Hello everyone. I am new to the Forum and am posting in the hope that someone on here will be able to say: “Me Too” and help me not feel so terribly alone in all this.
My husband started CBT a year ago after many years of progressively damaging behaviour. He has a diagnosis of severe depression and abandonement anxiety. I consider myself his main carer and life at times is very tough. Today things have come to a head and I find myself on the sofa in tears with nobody to turn to.
He displays behaviour that would previously be termed “manic depressive” although he does not have a diagnosis of bipolar. He goes through periods of mania and compulsive spending, which he then attempts to conceal by lying. I have employed all of the strategies people advise. I control the finances and give him an allowance that is “his” that he can spend on what he wants and he has a bank account with no overdraft facility. I do everything I can to keep him away from credit. I make sure all the essential bills for the house etc are taken care of. Anyone who cares for someone like this knows what it is like… the constant need to be vigilant. He has, on many occasions, stolen and destroyed my post to conceal any bad spending.

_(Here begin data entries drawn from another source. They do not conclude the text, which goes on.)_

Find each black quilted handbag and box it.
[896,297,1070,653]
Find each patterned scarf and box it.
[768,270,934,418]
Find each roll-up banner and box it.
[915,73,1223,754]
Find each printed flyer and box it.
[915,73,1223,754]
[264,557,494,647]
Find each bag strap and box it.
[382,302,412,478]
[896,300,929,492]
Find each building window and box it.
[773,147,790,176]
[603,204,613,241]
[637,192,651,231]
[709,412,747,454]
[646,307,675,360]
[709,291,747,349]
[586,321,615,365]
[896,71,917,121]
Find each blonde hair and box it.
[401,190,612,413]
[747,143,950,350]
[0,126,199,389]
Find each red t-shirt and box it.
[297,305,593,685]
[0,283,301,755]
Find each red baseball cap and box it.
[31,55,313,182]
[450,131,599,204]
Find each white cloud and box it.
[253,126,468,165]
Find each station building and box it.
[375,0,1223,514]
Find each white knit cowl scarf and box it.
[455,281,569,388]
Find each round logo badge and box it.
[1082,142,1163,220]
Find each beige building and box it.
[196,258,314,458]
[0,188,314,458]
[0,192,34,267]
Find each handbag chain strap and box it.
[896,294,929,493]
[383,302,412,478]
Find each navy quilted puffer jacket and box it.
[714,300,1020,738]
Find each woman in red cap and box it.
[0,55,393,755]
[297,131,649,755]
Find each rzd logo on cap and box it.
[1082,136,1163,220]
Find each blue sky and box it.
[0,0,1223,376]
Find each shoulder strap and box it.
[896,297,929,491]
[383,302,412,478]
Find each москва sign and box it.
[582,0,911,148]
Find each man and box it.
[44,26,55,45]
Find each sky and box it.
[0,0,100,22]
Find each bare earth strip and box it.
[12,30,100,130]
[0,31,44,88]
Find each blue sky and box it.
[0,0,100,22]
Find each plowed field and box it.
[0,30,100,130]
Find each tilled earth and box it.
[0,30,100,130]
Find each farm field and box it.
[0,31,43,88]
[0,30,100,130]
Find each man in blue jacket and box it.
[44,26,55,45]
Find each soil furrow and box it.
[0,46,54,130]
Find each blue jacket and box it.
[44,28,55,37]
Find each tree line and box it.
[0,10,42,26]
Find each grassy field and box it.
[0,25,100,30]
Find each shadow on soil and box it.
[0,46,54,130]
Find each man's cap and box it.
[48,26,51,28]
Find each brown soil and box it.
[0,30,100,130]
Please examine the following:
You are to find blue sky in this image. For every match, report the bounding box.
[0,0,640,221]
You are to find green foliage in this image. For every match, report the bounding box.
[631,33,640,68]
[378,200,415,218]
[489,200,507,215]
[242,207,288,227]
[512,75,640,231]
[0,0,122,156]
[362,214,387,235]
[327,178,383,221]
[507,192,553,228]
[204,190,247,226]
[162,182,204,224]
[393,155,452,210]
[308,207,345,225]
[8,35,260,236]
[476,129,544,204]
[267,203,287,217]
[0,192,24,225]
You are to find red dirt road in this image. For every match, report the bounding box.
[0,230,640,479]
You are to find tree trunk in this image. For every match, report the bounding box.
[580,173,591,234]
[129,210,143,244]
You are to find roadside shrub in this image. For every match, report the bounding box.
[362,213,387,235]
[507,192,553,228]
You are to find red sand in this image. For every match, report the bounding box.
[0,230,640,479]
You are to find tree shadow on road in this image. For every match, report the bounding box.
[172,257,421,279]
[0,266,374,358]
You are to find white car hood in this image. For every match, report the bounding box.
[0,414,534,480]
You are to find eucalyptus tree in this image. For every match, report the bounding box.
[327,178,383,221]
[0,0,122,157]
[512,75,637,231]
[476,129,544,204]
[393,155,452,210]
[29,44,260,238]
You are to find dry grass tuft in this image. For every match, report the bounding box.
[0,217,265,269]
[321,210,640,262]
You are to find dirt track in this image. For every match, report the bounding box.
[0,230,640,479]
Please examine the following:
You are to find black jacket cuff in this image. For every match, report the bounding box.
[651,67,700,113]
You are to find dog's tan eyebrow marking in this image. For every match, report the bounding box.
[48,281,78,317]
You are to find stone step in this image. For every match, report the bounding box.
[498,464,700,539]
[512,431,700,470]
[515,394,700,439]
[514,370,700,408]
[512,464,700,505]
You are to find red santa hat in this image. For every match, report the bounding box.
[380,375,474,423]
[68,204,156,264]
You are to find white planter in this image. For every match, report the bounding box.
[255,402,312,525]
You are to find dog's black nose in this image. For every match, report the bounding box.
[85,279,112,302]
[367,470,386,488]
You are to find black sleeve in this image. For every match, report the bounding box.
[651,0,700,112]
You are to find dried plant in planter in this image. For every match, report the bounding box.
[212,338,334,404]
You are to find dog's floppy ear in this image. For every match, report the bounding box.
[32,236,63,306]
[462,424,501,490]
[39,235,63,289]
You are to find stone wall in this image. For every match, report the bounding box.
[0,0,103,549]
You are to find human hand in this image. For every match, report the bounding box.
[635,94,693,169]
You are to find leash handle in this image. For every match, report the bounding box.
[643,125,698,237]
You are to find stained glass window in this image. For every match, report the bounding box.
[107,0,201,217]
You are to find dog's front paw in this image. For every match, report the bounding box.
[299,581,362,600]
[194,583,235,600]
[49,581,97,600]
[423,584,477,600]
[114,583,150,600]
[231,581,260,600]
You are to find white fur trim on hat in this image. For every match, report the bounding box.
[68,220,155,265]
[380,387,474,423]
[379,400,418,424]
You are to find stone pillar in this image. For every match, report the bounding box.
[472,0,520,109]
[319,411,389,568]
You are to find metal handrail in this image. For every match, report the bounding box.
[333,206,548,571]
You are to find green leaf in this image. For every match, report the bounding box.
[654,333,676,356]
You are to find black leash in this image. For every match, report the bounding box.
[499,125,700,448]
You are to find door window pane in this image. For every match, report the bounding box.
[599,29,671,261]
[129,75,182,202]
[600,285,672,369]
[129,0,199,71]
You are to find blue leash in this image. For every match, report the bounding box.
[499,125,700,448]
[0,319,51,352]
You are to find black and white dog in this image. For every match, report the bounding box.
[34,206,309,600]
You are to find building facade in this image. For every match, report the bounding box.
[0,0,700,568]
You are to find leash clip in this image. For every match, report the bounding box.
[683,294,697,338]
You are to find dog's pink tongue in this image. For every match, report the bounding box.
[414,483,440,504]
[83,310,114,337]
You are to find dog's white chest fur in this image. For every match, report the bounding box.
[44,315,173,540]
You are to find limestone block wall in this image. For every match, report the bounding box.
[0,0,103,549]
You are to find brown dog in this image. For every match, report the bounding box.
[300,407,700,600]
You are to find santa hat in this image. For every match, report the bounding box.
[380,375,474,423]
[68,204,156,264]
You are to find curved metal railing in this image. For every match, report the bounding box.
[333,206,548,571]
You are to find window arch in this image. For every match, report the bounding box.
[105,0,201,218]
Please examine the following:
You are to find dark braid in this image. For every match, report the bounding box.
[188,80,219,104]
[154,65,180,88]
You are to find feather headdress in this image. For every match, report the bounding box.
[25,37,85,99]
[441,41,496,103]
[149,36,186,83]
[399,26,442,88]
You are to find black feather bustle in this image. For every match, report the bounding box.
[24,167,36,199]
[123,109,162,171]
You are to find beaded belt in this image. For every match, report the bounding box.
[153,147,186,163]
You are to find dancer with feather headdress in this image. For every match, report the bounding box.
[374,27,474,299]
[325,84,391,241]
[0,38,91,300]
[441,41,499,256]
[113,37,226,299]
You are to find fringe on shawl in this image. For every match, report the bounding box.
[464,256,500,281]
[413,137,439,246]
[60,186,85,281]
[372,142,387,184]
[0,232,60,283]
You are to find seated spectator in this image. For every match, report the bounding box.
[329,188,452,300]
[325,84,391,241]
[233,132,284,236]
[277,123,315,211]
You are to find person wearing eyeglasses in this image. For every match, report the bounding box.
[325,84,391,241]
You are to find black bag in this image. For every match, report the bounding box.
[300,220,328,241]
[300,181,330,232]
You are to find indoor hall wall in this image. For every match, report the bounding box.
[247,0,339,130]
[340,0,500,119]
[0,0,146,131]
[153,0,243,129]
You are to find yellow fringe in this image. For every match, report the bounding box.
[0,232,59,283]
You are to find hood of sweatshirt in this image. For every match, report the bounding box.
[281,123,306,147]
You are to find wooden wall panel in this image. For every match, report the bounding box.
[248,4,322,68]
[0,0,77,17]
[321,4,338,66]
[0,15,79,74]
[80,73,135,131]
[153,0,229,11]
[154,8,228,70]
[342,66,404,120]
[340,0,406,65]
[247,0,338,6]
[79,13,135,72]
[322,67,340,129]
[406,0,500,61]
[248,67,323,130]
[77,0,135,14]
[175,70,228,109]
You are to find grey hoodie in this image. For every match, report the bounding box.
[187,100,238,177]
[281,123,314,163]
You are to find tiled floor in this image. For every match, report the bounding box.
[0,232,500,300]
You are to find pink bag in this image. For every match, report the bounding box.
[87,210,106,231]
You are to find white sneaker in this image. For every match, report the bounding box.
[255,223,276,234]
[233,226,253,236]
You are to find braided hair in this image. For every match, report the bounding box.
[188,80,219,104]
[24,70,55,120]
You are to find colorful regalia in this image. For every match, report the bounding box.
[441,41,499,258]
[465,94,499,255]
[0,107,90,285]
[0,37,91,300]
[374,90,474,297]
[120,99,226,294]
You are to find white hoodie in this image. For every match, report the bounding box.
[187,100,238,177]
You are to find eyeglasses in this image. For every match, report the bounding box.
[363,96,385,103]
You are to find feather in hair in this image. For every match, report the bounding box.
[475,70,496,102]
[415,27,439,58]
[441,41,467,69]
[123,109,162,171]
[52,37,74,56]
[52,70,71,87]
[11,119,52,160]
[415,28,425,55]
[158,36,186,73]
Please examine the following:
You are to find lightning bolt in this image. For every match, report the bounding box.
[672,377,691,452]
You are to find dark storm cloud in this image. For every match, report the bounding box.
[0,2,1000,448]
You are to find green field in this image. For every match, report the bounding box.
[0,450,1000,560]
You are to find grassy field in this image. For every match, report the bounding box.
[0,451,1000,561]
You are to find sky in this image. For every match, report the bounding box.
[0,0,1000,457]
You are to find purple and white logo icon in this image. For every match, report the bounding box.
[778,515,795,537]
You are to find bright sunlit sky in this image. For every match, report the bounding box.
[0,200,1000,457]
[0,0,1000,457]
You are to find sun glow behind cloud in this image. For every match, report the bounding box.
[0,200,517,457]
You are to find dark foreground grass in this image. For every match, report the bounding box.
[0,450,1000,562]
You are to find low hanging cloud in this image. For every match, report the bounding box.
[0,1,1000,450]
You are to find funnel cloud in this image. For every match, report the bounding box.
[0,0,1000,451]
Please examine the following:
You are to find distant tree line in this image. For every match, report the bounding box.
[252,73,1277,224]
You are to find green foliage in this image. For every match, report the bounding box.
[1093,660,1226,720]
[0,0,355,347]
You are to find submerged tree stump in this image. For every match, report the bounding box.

He is also very clingy during a bad patch and is unwilling to be on his own. For me, this equates to me being unable to get much time to myself. If I wake up in the night for a wee, for example, he will often get up too…
Today, I have managed to get him to undertake an activity out of the house for a few hours to get some time on my own. This is a rare treat for me, and I planned to sort some Christmas gifts. I have a cash fund that I savw throughout the year for such things.
I have discovered this morning that he has taken the entire £1600 I saved throughout the year and frittered it away. I am heartbroken. Not only from the deceit (this is not the first time he has stolen from me) but because I now have no money for Christmas for him, my relativrs, and my two children from a previous marriage. This is the latest incident in a long history of lies, deceit and deception that - whilst I know are caused by his illness - are so painful and upsetting. It seems that I am the one who has to suffer from his illness, even though I am the one who cares for him all the time.
I do not feel that I can leave him, as he would have nobody to look after him and genuinely cannot manage life in the “real world” on his own. At the same time, if I tell anyone what life in my home is like when he is really bad - they would tell me to leave.
I hold onto hope that he will get better one day. I have memories of the time “before” this illness when he was such a different person. But they seem so long ago…
I just need someone to put a (virtual) arm around me until I can find the strength to remember that tomorrow is a new day and I will feel much better after a short interlude.